What exactly this might be, I had no idea, but the risk of it was still enough to keep me up at night. It took years of trying different things to be able to sleep and even then, it had never been gone completely smoothly.
There were pills I could take to help me fall asleep and to suppress my dreams but my parents wouldn’t get them for me, medication being for weak-willed losers in their opinion. They believed that truly strong people prayed for strength and healing and those who were worthy got it.
This was a tune that in no way changed when my paternal grandfather died of cancer. They didn’t even attend his funeral.
Now I was back where I’d been before: lying awake fearing something terrible. The fact that I was alone in what felt like my big empty apartment didn’t help much. The bigger irony was that if that weren’t the case, something terrible might well have happened.
I knew Simon would want to stay with me, but he was trying to save both our jobs and that might not be possible if we got fired, anyway. I guess he had savings, but they would only go so far.
While I was confident that he would want me to live with him and support me, I didn’t want to put that kind of pressure on him. Meaning basically, at least in my reductive mind, that it came down to a choice between breaking up with Simon and maybe staying in the city, or staying with him and possibly having to go home to my parents, therefore losing him anyway.
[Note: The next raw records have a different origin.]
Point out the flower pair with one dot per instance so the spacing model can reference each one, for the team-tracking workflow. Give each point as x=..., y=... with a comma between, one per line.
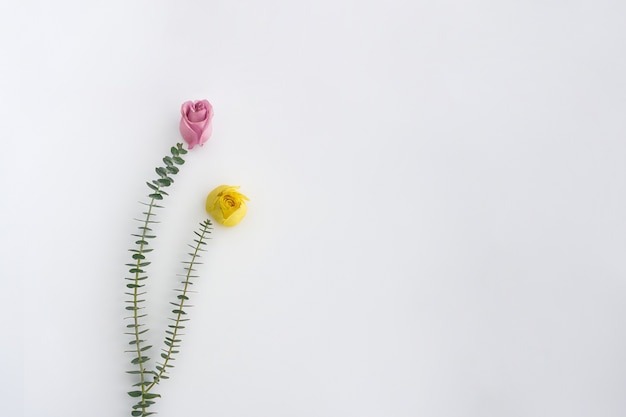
x=225, y=204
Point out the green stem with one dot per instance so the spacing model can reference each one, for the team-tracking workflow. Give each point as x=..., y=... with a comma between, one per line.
x=179, y=310
x=136, y=304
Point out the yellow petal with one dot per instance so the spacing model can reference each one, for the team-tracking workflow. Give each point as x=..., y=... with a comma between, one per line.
x=226, y=205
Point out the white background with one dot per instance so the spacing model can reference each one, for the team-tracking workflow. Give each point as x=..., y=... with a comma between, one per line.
x=437, y=224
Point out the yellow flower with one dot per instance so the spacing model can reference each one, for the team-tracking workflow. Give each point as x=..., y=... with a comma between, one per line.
x=226, y=205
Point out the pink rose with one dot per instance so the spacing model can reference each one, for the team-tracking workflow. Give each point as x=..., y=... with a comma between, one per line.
x=195, y=125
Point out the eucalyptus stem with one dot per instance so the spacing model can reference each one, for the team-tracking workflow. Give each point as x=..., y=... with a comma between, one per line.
x=139, y=274
x=171, y=341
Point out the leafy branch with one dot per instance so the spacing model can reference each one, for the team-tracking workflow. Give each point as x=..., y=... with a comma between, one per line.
x=138, y=275
x=172, y=340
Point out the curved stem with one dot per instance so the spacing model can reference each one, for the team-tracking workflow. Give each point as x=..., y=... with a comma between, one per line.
x=140, y=359
x=179, y=309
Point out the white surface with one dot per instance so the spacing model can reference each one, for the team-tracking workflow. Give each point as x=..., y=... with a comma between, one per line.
x=437, y=224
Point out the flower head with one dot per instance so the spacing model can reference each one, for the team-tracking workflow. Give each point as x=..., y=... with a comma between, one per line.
x=195, y=123
x=226, y=205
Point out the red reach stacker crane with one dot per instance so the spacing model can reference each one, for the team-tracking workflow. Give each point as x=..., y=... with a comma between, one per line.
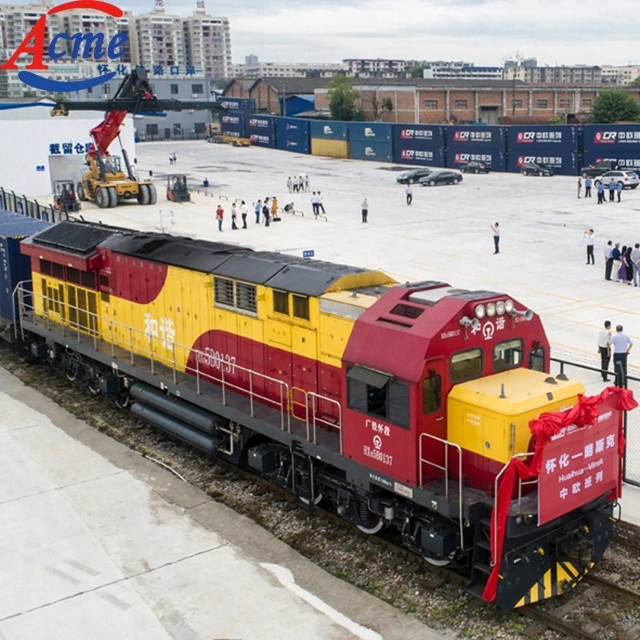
x=107, y=182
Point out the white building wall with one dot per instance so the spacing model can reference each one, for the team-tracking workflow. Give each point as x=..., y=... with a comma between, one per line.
x=27, y=136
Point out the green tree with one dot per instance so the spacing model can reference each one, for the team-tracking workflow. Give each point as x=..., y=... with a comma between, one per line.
x=342, y=98
x=613, y=105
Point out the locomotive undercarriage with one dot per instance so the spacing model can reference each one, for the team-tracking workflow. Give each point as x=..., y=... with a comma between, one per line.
x=536, y=562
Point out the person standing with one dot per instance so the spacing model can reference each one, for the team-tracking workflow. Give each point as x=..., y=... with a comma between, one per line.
x=266, y=212
x=496, y=237
x=604, y=349
x=219, y=216
x=590, y=240
x=615, y=255
x=234, y=217
x=635, y=258
x=244, y=210
x=320, y=205
x=608, y=260
x=365, y=211
x=620, y=347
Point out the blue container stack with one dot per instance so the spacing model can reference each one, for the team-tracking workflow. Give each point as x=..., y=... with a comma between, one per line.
x=371, y=141
x=553, y=145
x=475, y=143
x=292, y=134
x=418, y=144
x=261, y=130
x=619, y=142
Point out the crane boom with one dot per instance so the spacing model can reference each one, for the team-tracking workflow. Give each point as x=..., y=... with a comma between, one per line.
x=134, y=95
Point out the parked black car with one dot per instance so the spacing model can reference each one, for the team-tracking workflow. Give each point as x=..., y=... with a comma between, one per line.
x=475, y=167
x=441, y=177
x=413, y=176
x=536, y=169
x=596, y=169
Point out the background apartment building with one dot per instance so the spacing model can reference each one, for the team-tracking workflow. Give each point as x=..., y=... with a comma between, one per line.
x=164, y=44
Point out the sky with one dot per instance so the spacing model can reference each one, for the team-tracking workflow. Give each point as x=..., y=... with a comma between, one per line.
x=485, y=32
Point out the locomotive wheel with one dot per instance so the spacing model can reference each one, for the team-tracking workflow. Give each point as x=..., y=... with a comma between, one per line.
x=113, y=197
x=102, y=197
x=437, y=562
x=370, y=523
x=372, y=530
This was truly a choice between poisoning or stabbing and both led to the same damn result.
I wondered who had turned us in and figured it had to be Amber.
She had nothing to go by but baseless suspicions, so I didn’t see how the investigation could reveal anything too untoward— Simon and I had been careful not to put anything in writing, of course, and we had taken every other possible precaution to not expose our secret affair around the office— but it was all over, anyway, now that we were under a microscope.
Jealous Amber had gotten her way. It seemed that if she couldn’t have Simon, she wanted to make sure no one else could, either.
My relationship with Simon was doomed, and I wasn’t sure I would ever get a good night’s sleep again without him by my side.